De nombreux prix dans le monde entier

Elle a été distinguée par de nombreux prix : Prix Maurice Maeterlinck à Bruxelles, Prix Marguerite Yourcenar à Boston, Prix de la paix des libraires allemands à Francfort, Prix Grinzane Cavour à Turin… En tant que cinéaste, elle a réalisé deux films. La Nouba des femmes du Mont Chenoua (1978) qui fut primé au Festival de Venise et La Zerda ou les chants de l'oubli (1982) récompensé au Festival de Berlin. Sa plus prestigieuse récompense est sans doute le Grand prix de francophonie en 1999.

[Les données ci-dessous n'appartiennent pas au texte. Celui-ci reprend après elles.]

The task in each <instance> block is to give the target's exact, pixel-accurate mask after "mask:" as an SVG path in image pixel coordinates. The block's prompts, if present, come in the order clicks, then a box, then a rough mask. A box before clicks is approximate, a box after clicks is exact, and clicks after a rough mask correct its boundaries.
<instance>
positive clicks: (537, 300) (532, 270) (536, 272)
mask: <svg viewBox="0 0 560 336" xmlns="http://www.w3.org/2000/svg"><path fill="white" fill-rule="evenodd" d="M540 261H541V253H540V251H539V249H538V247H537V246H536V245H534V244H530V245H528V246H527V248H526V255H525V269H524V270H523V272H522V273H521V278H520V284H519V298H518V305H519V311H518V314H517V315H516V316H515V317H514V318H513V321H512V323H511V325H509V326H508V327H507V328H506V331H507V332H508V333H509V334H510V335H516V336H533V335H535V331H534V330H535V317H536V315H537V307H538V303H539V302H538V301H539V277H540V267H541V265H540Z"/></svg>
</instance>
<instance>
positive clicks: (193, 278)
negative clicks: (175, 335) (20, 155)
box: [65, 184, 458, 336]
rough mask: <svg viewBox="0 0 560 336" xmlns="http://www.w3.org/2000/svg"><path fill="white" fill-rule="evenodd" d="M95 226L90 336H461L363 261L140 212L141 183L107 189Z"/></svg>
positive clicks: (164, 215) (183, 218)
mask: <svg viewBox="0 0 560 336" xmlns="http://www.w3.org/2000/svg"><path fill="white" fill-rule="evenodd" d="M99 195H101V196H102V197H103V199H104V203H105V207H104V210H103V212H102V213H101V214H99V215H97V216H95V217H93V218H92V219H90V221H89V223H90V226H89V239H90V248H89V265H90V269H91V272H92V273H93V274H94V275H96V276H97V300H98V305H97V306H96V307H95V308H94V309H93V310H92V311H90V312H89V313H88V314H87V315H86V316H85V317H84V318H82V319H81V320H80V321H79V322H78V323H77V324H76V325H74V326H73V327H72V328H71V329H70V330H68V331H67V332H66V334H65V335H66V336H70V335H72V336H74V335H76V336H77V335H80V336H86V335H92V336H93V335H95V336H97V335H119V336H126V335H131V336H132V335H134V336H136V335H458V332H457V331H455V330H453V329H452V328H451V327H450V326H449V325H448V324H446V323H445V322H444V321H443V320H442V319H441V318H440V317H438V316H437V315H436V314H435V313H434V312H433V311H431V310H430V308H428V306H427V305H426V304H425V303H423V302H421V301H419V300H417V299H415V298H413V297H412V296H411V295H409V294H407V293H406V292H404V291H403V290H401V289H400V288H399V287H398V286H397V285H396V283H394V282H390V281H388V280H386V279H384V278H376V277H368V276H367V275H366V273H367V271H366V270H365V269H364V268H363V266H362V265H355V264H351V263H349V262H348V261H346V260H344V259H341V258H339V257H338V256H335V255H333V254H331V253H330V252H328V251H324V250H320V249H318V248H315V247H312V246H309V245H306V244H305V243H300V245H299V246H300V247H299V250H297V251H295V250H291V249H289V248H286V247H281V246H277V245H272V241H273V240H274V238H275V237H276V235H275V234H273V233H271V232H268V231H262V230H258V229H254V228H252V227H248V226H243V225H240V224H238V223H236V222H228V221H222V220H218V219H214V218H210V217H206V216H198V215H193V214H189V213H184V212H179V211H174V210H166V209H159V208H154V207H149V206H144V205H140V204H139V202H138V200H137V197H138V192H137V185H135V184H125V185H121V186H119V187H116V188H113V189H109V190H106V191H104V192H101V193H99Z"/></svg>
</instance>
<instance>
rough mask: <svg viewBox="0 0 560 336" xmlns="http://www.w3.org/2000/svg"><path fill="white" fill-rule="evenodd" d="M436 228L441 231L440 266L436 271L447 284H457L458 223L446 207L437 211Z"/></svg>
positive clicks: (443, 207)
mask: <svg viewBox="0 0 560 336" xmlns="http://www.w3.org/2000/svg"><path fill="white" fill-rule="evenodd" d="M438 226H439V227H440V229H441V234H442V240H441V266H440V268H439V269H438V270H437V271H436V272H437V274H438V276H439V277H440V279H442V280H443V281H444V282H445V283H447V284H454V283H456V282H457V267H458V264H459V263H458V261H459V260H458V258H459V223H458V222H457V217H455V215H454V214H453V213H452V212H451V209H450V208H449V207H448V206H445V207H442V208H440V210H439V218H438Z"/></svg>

Refusant d’être un symbole, elle avait confié au Figaro : « Ma seule activité consiste à écrire. Chacun de mes livres est un pas vers la compréhension de l'identité maghrébine, et une tentative d'entrer dans la modernité. Comme tous les écrivains, j'utilise ma culture et je rassemble plusieurs imaginaires. »

Dans son hommage, le président de la République François Hollande rappelle que l’écrivaine était  « une femme de conviction, aux identités multiples et fertiles qui nourrissaient son œuvre, entre l'Algérie et la France, entre le berbère, l'arabe et le français. »

Assia Djebar vivait entre les Etats-Unis et la France. Universitaire, elle a enseigné l’histoire, la littérature, le cinéma. Mais c’est à Cherchell, son village de naissance, qu’elle sera enterrée.